Thanks in advance for your help. This is now the only glitch in my otherwise smooth-as-silk setup.

xushi 10-28-2004 05:44 AM

Usually its a hardware conflict or faliure...

In my case, the two main reasons were gay ATI graphics drivers, and my Sata hard drive failing on me.

Start from low level, and move upwards.

Try just leaving it on, and not doing anything for a day... (preferebly, not even moving the mouse). then wawtch and see if it freezes

then make alot of read and write access to the hard drive and see if you get any crasehs..

move on to graphics.. some game of some sort..

etc...

rotvogel 10-28-2004 05:55 AM

Alan Cox publishes a kernel patch with fixes for the 2.6 kernel series. I do not have experiende with it, but knowing the quality of older -ac patches I think this could be the best choice. You can try it and if it doesn't work you always can throw it away.

Info on http://lwn.net/Articles/108005/

dhave 10-28-2004 06:08 AM

Thanks, xushi and rotvogel. Lazy bum that I am, I think I'll try the kernel patch first, then if that doesn't work, go through the process of elimination.

One question: I've got the latest Alan Cox kernel patch, but how do I apply it? And how do I protect my pre-patch kernel so I can revert to it if I want to?

I've done a couple of kernel compiles. Is the process essentially the same, or is this less involved?

xushi 10-28-2004 07:25 AM

Its more or less the same, yes.

I'm speaking for the 2.4 kernels, and it should be the same for the 2.6 series too. It would be something like
patch -p1 patchname.patch
but don't quote me on the exact syntax, as i've only patched a 2.4 kernel ages ago.

then recompile the usual way.
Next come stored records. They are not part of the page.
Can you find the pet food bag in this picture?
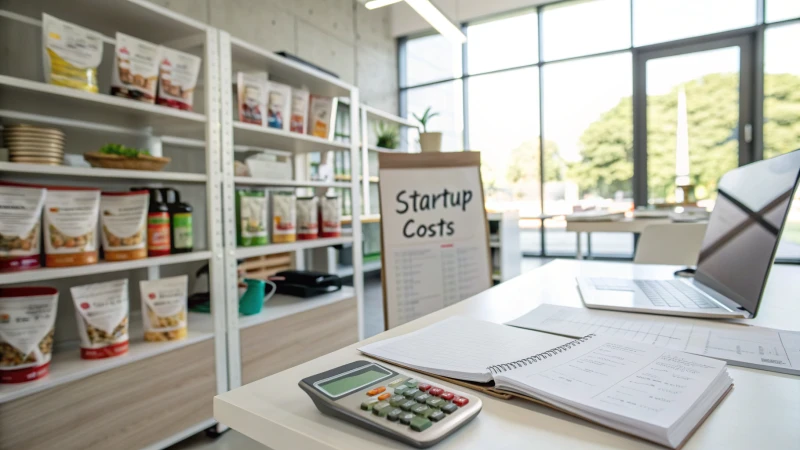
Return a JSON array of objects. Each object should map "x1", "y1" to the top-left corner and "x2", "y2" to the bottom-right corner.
[
  {"x1": 43, "y1": 187, "x2": 100, "y2": 267},
  {"x1": 156, "y1": 47, "x2": 202, "y2": 111},
  {"x1": 70, "y1": 278, "x2": 129, "y2": 359},
  {"x1": 319, "y1": 196, "x2": 342, "y2": 237},
  {"x1": 270, "y1": 192, "x2": 297, "y2": 244},
  {"x1": 42, "y1": 14, "x2": 103, "y2": 92},
  {"x1": 111, "y1": 33, "x2": 161, "y2": 103},
  {"x1": 297, "y1": 197, "x2": 319, "y2": 240},
  {"x1": 139, "y1": 275, "x2": 189, "y2": 342},
  {"x1": 0, "y1": 181, "x2": 46, "y2": 272},
  {"x1": 0, "y1": 287, "x2": 58, "y2": 383},
  {"x1": 100, "y1": 191, "x2": 150, "y2": 261}
]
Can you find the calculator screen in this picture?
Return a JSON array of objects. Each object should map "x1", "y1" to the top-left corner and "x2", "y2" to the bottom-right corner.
[{"x1": 315, "y1": 365, "x2": 391, "y2": 397}]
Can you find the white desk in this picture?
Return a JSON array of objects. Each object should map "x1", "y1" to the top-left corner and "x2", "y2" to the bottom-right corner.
[{"x1": 214, "y1": 260, "x2": 800, "y2": 450}]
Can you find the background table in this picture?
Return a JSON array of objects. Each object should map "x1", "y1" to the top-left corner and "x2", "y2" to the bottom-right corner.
[{"x1": 214, "y1": 260, "x2": 800, "y2": 450}]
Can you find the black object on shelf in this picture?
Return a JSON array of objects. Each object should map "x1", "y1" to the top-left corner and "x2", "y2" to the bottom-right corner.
[
  {"x1": 278, "y1": 52, "x2": 339, "y2": 78},
  {"x1": 269, "y1": 270, "x2": 342, "y2": 298}
]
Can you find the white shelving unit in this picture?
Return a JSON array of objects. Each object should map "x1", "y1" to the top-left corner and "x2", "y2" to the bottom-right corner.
[
  {"x1": 219, "y1": 31, "x2": 364, "y2": 389},
  {"x1": 486, "y1": 210, "x2": 522, "y2": 284},
  {"x1": 0, "y1": 0, "x2": 229, "y2": 447}
]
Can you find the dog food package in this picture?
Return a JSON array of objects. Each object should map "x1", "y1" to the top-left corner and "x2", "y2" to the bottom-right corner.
[
  {"x1": 111, "y1": 33, "x2": 161, "y2": 103},
  {"x1": 139, "y1": 275, "x2": 189, "y2": 342},
  {"x1": 156, "y1": 47, "x2": 202, "y2": 111},
  {"x1": 289, "y1": 89, "x2": 310, "y2": 134},
  {"x1": 297, "y1": 197, "x2": 319, "y2": 240},
  {"x1": 70, "y1": 278, "x2": 130, "y2": 359},
  {"x1": 42, "y1": 14, "x2": 103, "y2": 92},
  {"x1": 308, "y1": 95, "x2": 336, "y2": 139},
  {"x1": 319, "y1": 196, "x2": 342, "y2": 237},
  {"x1": 236, "y1": 189, "x2": 269, "y2": 247},
  {"x1": 267, "y1": 81, "x2": 292, "y2": 131},
  {"x1": 0, "y1": 287, "x2": 58, "y2": 383},
  {"x1": 43, "y1": 187, "x2": 100, "y2": 267},
  {"x1": 236, "y1": 72, "x2": 268, "y2": 127},
  {"x1": 100, "y1": 191, "x2": 150, "y2": 261},
  {"x1": 270, "y1": 192, "x2": 297, "y2": 244},
  {"x1": 0, "y1": 181, "x2": 46, "y2": 272}
]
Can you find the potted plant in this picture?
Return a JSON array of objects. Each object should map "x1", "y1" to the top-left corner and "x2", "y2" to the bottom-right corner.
[
  {"x1": 414, "y1": 106, "x2": 442, "y2": 153},
  {"x1": 375, "y1": 122, "x2": 400, "y2": 150}
]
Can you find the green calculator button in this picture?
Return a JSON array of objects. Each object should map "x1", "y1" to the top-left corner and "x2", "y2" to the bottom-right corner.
[
  {"x1": 372, "y1": 402, "x2": 394, "y2": 417},
  {"x1": 399, "y1": 412, "x2": 417, "y2": 425},
  {"x1": 411, "y1": 416, "x2": 433, "y2": 431},
  {"x1": 442, "y1": 403, "x2": 458, "y2": 414},
  {"x1": 389, "y1": 395, "x2": 407, "y2": 406},
  {"x1": 386, "y1": 408, "x2": 403, "y2": 422},
  {"x1": 361, "y1": 398, "x2": 378, "y2": 411},
  {"x1": 400, "y1": 400, "x2": 419, "y2": 411},
  {"x1": 428, "y1": 409, "x2": 445, "y2": 422},
  {"x1": 403, "y1": 388, "x2": 422, "y2": 398},
  {"x1": 387, "y1": 378, "x2": 406, "y2": 387},
  {"x1": 425, "y1": 397, "x2": 447, "y2": 408},
  {"x1": 414, "y1": 392, "x2": 431, "y2": 403},
  {"x1": 411, "y1": 405, "x2": 430, "y2": 415}
]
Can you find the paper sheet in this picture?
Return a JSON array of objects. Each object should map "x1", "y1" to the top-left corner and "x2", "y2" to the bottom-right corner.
[{"x1": 508, "y1": 304, "x2": 800, "y2": 375}]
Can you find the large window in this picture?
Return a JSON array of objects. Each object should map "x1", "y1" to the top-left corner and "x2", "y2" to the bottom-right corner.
[{"x1": 400, "y1": 0, "x2": 800, "y2": 259}]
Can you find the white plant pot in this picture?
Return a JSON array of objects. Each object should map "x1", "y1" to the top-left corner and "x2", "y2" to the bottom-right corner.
[{"x1": 419, "y1": 131, "x2": 442, "y2": 153}]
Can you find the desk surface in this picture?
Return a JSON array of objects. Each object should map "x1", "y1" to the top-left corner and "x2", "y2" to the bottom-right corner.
[{"x1": 214, "y1": 260, "x2": 800, "y2": 450}]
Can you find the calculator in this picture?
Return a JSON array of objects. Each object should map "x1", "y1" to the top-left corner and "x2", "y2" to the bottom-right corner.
[{"x1": 299, "y1": 361, "x2": 482, "y2": 448}]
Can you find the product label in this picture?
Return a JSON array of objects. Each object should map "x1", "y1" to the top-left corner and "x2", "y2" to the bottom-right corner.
[
  {"x1": 139, "y1": 275, "x2": 189, "y2": 341},
  {"x1": 43, "y1": 189, "x2": 100, "y2": 266},
  {"x1": 70, "y1": 279, "x2": 129, "y2": 359},
  {"x1": 100, "y1": 192, "x2": 150, "y2": 261},
  {"x1": 0, "y1": 185, "x2": 45, "y2": 258},
  {"x1": 172, "y1": 213, "x2": 194, "y2": 248},
  {"x1": 111, "y1": 33, "x2": 161, "y2": 103},
  {"x1": 158, "y1": 47, "x2": 201, "y2": 110},
  {"x1": 0, "y1": 290, "x2": 58, "y2": 370},
  {"x1": 147, "y1": 212, "x2": 169, "y2": 252},
  {"x1": 42, "y1": 14, "x2": 103, "y2": 92}
]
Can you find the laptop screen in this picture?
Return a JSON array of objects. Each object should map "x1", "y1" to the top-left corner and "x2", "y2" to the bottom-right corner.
[{"x1": 695, "y1": 150, "x2": 800, "y2": 314}]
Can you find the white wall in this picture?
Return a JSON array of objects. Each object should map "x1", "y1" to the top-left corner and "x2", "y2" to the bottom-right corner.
[
  {"x1": 391, "y1": 0, "x2": 553, "y2": 37},
  {"x1": 151, "y1": 0, "x2": 398, "y2": 114}
]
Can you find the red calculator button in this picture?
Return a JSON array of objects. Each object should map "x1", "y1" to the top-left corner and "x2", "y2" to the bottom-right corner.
[{"x1": 453, "y1": 397, "x2": 469, "y2": 406}]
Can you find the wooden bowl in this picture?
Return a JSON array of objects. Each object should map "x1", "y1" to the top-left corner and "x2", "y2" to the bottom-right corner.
[{"x1": 83, "y1": 152, "x2": 172, "y2": 172}]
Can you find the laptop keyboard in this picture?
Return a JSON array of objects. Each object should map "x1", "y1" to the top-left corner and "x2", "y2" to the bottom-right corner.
[{"x1": 634, "y1": 280, "x2": 717, "y2": 308}]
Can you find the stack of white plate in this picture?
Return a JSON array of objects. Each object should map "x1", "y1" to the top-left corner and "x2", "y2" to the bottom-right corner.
[{"x1": 3, "y1": 124, "x2": 64, "y2": 166}]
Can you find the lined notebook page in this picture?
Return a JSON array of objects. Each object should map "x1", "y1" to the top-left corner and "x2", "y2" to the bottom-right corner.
[{"x1": 359, "y1": 317, "x2": 572, "y2": 382}]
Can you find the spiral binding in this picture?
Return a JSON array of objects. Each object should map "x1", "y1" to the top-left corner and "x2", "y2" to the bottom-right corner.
[{"x1": 486, "y1": 334, "x2": 595, "y2": 374}]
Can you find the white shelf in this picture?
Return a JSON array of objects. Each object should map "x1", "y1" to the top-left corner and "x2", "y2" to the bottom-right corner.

Search LQ and you will find the exact syntax for it.

Cedrik 10-28-2004 07:29 AM

I don't think patch the kernel will fix your freez, it may fix it only with a deficient driver/module
which is updated by a corresponding patch (a patch that update code for the fautly module).
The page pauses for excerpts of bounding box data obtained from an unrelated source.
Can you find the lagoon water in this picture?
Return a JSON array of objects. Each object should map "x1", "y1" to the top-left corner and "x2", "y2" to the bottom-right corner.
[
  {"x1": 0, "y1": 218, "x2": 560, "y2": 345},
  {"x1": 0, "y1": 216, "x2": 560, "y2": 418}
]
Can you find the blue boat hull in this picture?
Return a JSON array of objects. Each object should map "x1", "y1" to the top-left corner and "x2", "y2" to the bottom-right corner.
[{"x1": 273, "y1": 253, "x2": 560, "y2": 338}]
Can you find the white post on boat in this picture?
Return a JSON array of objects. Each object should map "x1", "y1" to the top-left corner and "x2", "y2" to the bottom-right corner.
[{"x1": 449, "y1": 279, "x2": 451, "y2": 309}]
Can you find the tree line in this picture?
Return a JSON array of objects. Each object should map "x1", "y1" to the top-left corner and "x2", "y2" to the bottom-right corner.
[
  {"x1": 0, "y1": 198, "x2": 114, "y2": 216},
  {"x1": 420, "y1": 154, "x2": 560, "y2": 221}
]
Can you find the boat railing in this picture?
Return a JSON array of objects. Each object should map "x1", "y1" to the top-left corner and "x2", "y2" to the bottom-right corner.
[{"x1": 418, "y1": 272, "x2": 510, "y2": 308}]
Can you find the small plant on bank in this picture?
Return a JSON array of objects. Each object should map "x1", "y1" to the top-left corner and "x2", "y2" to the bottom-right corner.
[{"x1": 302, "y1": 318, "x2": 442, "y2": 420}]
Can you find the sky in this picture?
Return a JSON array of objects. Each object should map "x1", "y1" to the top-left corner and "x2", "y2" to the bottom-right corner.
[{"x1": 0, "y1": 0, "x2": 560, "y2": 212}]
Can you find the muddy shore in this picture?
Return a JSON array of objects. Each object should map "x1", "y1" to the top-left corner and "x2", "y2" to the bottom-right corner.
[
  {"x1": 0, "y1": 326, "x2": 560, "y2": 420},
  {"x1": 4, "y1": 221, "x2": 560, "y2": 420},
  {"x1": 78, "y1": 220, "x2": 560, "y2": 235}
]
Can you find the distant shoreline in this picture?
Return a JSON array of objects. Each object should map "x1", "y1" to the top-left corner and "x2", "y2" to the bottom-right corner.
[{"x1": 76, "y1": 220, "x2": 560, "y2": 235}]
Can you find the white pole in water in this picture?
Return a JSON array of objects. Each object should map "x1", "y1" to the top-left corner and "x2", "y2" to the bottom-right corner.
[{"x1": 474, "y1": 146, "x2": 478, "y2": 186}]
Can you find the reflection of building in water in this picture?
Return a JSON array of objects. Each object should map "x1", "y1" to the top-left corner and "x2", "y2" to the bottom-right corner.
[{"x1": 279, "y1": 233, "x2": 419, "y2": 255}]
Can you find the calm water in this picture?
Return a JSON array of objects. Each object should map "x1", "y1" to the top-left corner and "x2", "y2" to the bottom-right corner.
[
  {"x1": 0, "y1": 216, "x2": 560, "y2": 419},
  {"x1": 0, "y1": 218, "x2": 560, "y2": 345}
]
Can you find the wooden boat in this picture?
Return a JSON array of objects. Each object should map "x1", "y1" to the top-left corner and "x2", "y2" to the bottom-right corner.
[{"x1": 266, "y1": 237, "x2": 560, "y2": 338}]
The original kernel is tested before go into final distribution, so modules should be fine without
patch but there can be exeption, who knows...
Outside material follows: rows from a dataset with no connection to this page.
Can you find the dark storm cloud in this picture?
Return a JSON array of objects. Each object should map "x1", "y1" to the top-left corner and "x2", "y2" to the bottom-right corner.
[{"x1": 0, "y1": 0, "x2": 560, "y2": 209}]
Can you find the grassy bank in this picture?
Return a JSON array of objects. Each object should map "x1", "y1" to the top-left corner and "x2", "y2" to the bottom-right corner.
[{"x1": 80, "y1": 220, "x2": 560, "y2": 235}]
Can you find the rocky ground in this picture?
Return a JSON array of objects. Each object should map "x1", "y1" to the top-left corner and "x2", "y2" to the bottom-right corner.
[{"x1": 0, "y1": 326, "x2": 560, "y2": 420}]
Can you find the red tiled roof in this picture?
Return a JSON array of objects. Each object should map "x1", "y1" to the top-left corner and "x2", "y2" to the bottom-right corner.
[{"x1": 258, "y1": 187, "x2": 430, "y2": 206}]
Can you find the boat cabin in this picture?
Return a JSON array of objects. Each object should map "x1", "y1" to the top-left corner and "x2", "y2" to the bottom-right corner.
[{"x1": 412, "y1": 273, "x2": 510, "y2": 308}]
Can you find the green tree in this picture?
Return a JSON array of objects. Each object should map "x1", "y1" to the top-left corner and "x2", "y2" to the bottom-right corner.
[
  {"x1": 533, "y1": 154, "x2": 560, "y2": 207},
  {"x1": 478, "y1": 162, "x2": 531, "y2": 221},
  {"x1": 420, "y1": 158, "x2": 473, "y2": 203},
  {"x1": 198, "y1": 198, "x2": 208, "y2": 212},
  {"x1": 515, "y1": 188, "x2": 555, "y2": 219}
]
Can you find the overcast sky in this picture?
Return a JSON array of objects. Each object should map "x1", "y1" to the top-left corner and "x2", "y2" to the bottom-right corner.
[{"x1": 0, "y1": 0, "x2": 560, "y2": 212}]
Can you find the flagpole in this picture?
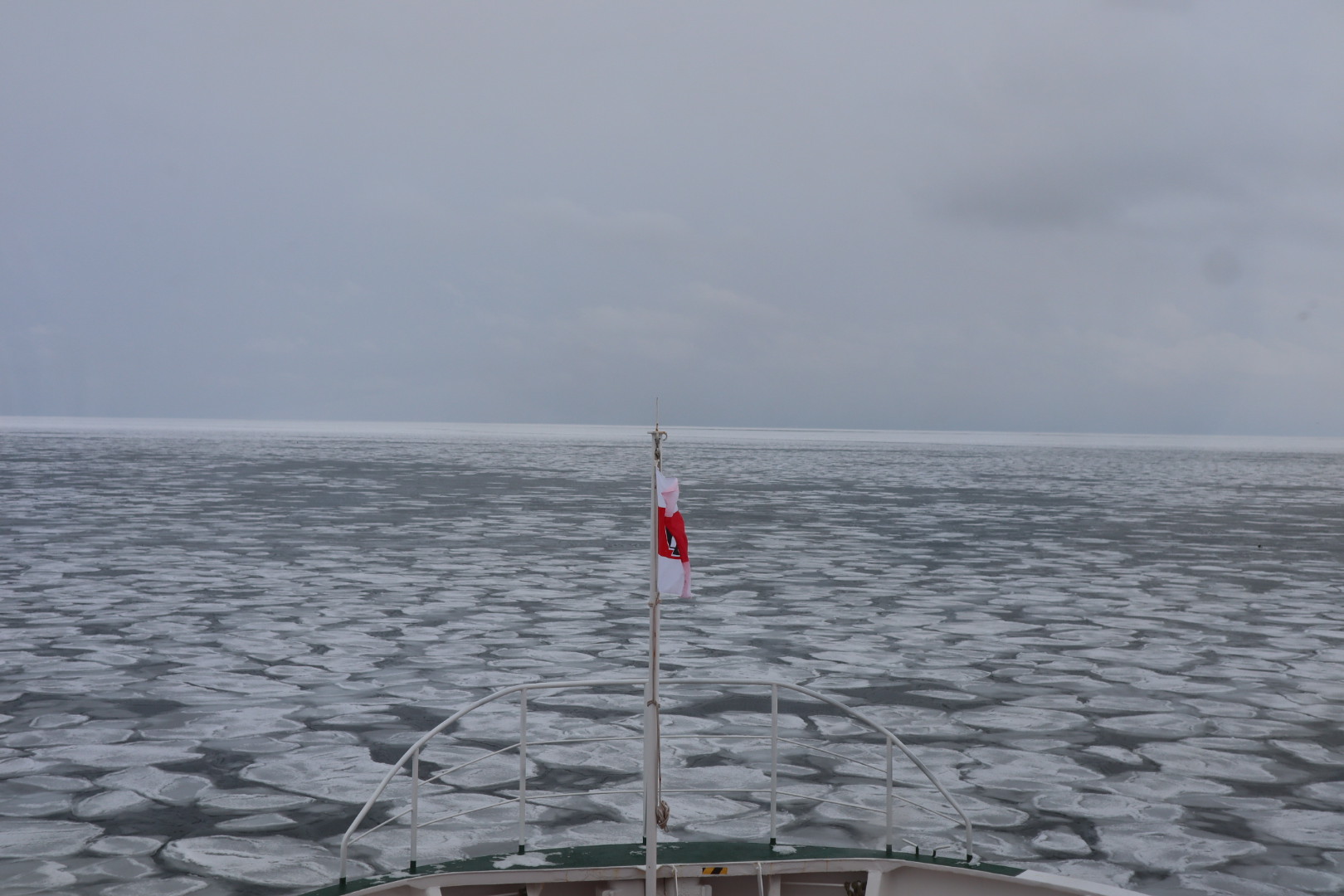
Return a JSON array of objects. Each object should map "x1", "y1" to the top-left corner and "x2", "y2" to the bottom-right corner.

The main reason of freezing things as far I know may be related to bad RAM or bad graphic
driver. With BAD RAM, I mean realy bad ram chipset (hardware) or wrong software RAM usage
(wrong software code).

I would investigate with dmesg, the log files in /var/log to find where something goes wrong

xushi 10-28-2004 07:38 AM

If it were the ram (considering it would be "really bad ram"), then this problem should show up in the RAM test in post boot shouldn't it?

Granted there are RAM testing software out there thant can give us a definate answer =)

BroX 10-28-2004 07:44 AM

RAM test can be found at
http://www.memtest86.com/

Cedrik 10-28-2004 07:49 AM

It may be bad BIOS settings too, specially those about RAM latency etc..., AGP settings too

Krugger 10-28-2004 07:49 AM

Go through the logs and see if you find errors.

Try to determine when those freezes happen.

I have experienced also some freezes like yours because I had an experimental feature turned on in my network driver. So rebuild your kernel and try to leave out the experimental stuff, although most of it is quite stable they are marked experimental for a reason.

dhave 10-30-2004 03:33 AM

Thanks, everyone, for these very good suggestions. I'm working through them now. Memory is fine, it turns out. I'm poring over the logs looking for something goofy. Good learning experience. I'll report back when I turn something up.

I feel like there must be a couple of logs that I'm not finding. I know most are in /var/log, but I'm pretty sure there are some screen messages that I haven't turned up in a log.

Cedrik 10-30-2004 06:17 AM

read /etc/syslog.conf to see where the logs go

gbonvehi 10-30-2004 06:21 AM

Do you have a spare comp to try SSHing into your machine when it freezes?

dhave 10-30-2004 06:52 AM

Quote:

Originally posted by gbonvehi
Do you have a spare comp to try SSHing into your machine when it freezes?
Yes, I've got another PC on a LAN. I'll need to reinstall a simple Linux setup on it first.

When one machine is frozen, can you actually take a look at it from a peer machine? Sounds interesting.

gbonvehi 10-30-2004 06:59 AM

clawhead, actually if it's really frozen you can't, but it actually sometimes happened to me that X hunged and I couldn't ctrl+alt nothing, but i could access from my other machine with ssh and kill X.

xushi 10-30-2004 08:22 AM

Quote:

Originally posted by gbonvehi
..... sometimes happened to me that X hunged and I couldn't ctrl+alt nothing, but i could access from my other machine with ssh and kill X.
Such unnecessary violance :)

Cedrik 10-30-2004 08:34 AM

clawhead> no need to install linux for a ssh client, it exists putty that run a ssh shell in windows

xushi 10-30-2004 08:47 AM

Oh, you were going to install linux for ssh?